An investment of AUD6 million (US$4 million) by the Australian government will fund three research projects to help farmers reduce methane emissions from livestock, according to a press release.

Each of the projects will receive between AUD1 million and AUD3 million under Stage 3 Round 1 of the government’s $29 million Methane Emissions Reduction in Livestock (MERiL) program.

The MERiL Program supports research, development and deployment of methane-reducing livestock feed technologies.

The funding will enable researchers to conduct trials on the effectiveness of technologies to deliver methane-reducing feed supplements to grazing livestock, from feeding supplements to pregnant cows to cut the methane production of their offspring to using automated in-paddock feeders.

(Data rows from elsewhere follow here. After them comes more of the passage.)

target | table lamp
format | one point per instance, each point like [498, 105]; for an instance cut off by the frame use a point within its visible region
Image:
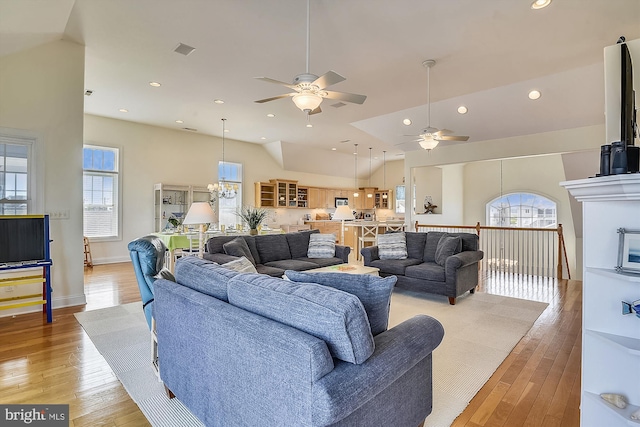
[200, 213]
[343, 212]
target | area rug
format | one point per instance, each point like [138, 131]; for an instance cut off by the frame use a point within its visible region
[480, 331]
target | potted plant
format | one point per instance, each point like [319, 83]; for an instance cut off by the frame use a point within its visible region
[253, 217]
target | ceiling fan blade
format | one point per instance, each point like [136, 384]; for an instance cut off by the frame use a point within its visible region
[278, 82]
[327, 79]
[273, 98]
[343, 96]
[451, 138]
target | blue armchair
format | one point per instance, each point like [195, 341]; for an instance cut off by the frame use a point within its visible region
[147, 254]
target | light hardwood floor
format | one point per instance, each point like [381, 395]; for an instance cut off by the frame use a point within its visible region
[538, 384]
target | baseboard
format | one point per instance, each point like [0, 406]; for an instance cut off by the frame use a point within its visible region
[111, 260]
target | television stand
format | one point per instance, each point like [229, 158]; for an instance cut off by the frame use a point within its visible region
[29, 277]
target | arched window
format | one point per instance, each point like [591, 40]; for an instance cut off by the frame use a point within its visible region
[522, 210]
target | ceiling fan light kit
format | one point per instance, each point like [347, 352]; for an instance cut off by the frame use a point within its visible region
[430, 137]
[310, 89]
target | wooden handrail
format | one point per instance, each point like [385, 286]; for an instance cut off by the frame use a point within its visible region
[562, 249]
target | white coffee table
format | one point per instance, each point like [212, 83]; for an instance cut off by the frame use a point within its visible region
[346, 268]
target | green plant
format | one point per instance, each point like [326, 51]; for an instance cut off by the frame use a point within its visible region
[252, 216]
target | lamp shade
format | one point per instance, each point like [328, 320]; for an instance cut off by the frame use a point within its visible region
[199, 213]
[343, 213]
[307, 101]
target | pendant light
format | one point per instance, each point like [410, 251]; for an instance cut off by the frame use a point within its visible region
[225, 190]
[355, 172]
[370, 195]
[384, 174]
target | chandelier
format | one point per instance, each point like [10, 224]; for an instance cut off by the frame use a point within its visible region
[224, 189]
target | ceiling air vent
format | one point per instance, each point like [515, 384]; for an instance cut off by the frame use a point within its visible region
[184, 49]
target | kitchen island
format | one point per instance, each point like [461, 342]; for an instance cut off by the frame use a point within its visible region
[352, 229]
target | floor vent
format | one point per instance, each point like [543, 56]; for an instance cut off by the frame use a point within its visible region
[184, 49]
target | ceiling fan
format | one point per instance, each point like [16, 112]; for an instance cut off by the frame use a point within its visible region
[430, 136]
[310, 89]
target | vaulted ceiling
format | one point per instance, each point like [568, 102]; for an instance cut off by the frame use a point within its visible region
[489, 55]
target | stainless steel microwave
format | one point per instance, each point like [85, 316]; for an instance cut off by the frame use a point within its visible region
[342, 201]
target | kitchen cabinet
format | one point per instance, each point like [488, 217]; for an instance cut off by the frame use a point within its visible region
[286, 193]
[317, 198]
[303, 197]
[610, 340]
[169, 200]
[292, 228]
[265, 195]
[381, 202]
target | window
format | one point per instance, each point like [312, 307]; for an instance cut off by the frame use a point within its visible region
[400, 198]
[100, 192]
[230, 181]
[522, 210]
[15, 160]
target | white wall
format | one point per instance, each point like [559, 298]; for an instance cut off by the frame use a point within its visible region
[484, 181]
[41, 93]
[152, 155]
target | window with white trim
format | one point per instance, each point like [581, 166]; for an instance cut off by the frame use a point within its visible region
[100, 195]
[522, 210]
[15, 161]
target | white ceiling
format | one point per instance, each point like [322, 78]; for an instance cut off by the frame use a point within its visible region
[489, 54]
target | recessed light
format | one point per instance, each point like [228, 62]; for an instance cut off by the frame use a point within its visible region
[539, 4]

The 3 new MERiL grants are:

  • AUD2,932,438 for Graincorp to undertake large-scale dairy and beef livestock grazing trials to demonstrate the use of the seaweed Asparagopsis as a low-emission feed supplement, in partnership with FutureFeed, the University of Queensland and Agriculture Victoria Services.
  • AUD1,075,601 for University of Adelaide to investigate feeding seaweed supplements to pregnant cows and its long-term effect on methane production in their progeny, in partnership with CH4 South Australia; Australian Sustainable Seaweed Alliance; Mackillop Farm Management Group; Barossa Improved Grazing Group; SA Livestock Consultants; the Department of Primary Industries and Regions, South Australia; Regional Development Australia Barossa Gawler Light Adelaide Plains; Charles Sturt University; and Agripartner Consulting.
  • AUD1,954,690 for University of New England to evaluate two automated feeders for methane-reducing supplements – Asparagopsis, Bovaer and Agolin – to sheep, in partnership with the Department of Primary Industries and Regions, South Australia; the University of Western Australia; Feedworks; and Australian Wool Innovation.

Stage 3 of the MERiL program will provide AUD15 million for trials to validate supplement delivery technologies and demonstrate the emissions reduction and productivity impacts.

A second funding round under Stage 3 will be launched in early 2024.

“We are backing new technologies to help farmers tackle the emissions challenge and respond to increasing global interest in sustainable agricultural production,” said Minister for Agriculture, Fisheries and Forestry Murray Watt.